Wednesday, October 15, 2008

blogging through 'inferno'

If you read back over the past few years that I've been blogging, you're quickly going to reach a few conclusions:
  1. I write a lot.
  2. I write about a lot of things.
  3. Some of the things that I write about, I write about a lot, like a man picking at a sore, or like a man who is hopelessly in love. (Sometimes even like a man hopelessly in love with picking at a sore.)
  4. If something about my writing has struck your fancy, it can be hard to deal with all the other crap on the blog to follow the thread all the way through.
I decided tonight that I want to try something different. Starting tomorrow, I want to blog exclusively about Dante's "Inferno," one canto a night, until I have finished. Then, perhaps, I will continue through the rest of "The Divine Comedy," although the last time I tried reading Dante's masterpiece, I never made it more than halfway through "Paradiso."

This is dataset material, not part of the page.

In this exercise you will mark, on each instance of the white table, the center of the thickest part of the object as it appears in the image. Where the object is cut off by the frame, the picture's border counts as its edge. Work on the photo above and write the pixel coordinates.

Dante's epic poem is a phenomenal piece of literature. Although he did not invent the doctrine of hell, nor even create the doctrines and images expressed in it, there can be no doubt that it is his vision of hell; his beautifully haunting pictures of the circles and cornices of hell, filled with the damned who are buffeted by gale-force winds, submerged in muck, burned in fire or frozen in ice; that has defined hell in popular understanding for all the centuries since.

Some of the details are changed -- Satan is more commonly seen as king in hell, rather than a prisoner there, each of his three mouths chewing on a different traitor -- but our grotesquely exaggerated sense of elaborate punishments, too ironically chosen for the person's defining sins, has its deepest root in Dante's poem. The Wood of Suicides appears in "Sandman"; Dr. Strange once led Marvel's band of mutants through the Nine Circles in the pages of "Uncanny X-men," and authors Larry Niven and Jerry Pournelle were once inspired to journey through hell themselves, in their own "Inferno."

Starting tomorrow, I'm going to hell. I hope you come with me.